Il proprietario era un mio zio, un rinomato medico rispettato e rimirato da tutti i suoi numerosi pazienti.
Le singolari virtù, riservate all'arte dell'operare, le apprese ben presto dalla sua ostetrica madre: zia Angelina.
Le apprese con tanto entusiasmo e determinazione che divenne in pochissimo tempo un eccellente e affermato ginecologo.
Austero e autoritario nei suoi convincenti principi, educò i suoi figli attenendosi a regole rigorosamente precise, tuttavia democratiche.
Nonostante l'essere insigne e un carattere imponente, il suo animo, tendenzialmente indulgente, si addolciva con l'improvviso levarsi di una splendente cometa: sua figlia Marcella.
Era l'ultima nata dei suoi quattro figli.
Era davvero una bellissima bambina.
Lunghi capelli folti e dorati; occhi verdi, intensi e brillanti; denti bianchissimi in un sorriso smagliante.
Per i suoi modi blandi, da vera esperta adulatrice, era amata e vezzeggiata da tutti.

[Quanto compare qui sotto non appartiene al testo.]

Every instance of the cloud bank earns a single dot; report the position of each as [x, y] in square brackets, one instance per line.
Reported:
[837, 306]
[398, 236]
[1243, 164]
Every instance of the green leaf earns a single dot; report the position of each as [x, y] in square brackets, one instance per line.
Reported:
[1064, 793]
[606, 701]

I genitori, i fratelli, i parenti e gli amici, le permettevano e l'accontentavano in tutto.
Era viziata e vezzosa.
Non aveva compiuto ancora otto anni che sapeva già ballare, danzare, recitare, suonare al pianoforte e nuotare in stili diversi.
Ricordo quanto fosse incredibile la sua libera ostentazione in piscina.
In prossimità del margine di un elevato trampolino, s'accingeva a esordire in un magnifico tuffo.
Con slancio leggero s'immergeva nelle acque cristalline della vasca e poi, tutto d'un tratto, riemergeva splendida e serena, come un'incantevole "sirena" di fantastiche leggende.
Intanto io derelitta, ai bordi della medesima piscina, aggrappata a una larga ciambella salvagente, non potevo fare altro che osservarla affascinata.
Io non sapevo nuotare.
Il suo sfoggio di danze e balletti, accompagnato da gradite sintonie, avveniva generalmente durante le visite in villa di parenti e amici.
Attraverso movenze armoniose e delicate, dava origine al suo prevedibile encomio.
Come una grande interprete sapeva rendere realistica ogni sua rappresentazione.
Toccante ammirarla nella "morte del cigno".
Mentre io, costante spettatrice, rannicchiata in un angolo, non facevo altro che osservarla affascinata.
Io non sapevo ballare.
Potevo semmai interpretare la figura passiva del "brutto anatroccolo", il piccolo "Calimero" escluso da tutto e da tutti soltanto perché era nato misero e nero.
In quell'ambiente così diverso e distante dal mio, mi sentivo davvero come lo sventurato e sconsolato Calimero.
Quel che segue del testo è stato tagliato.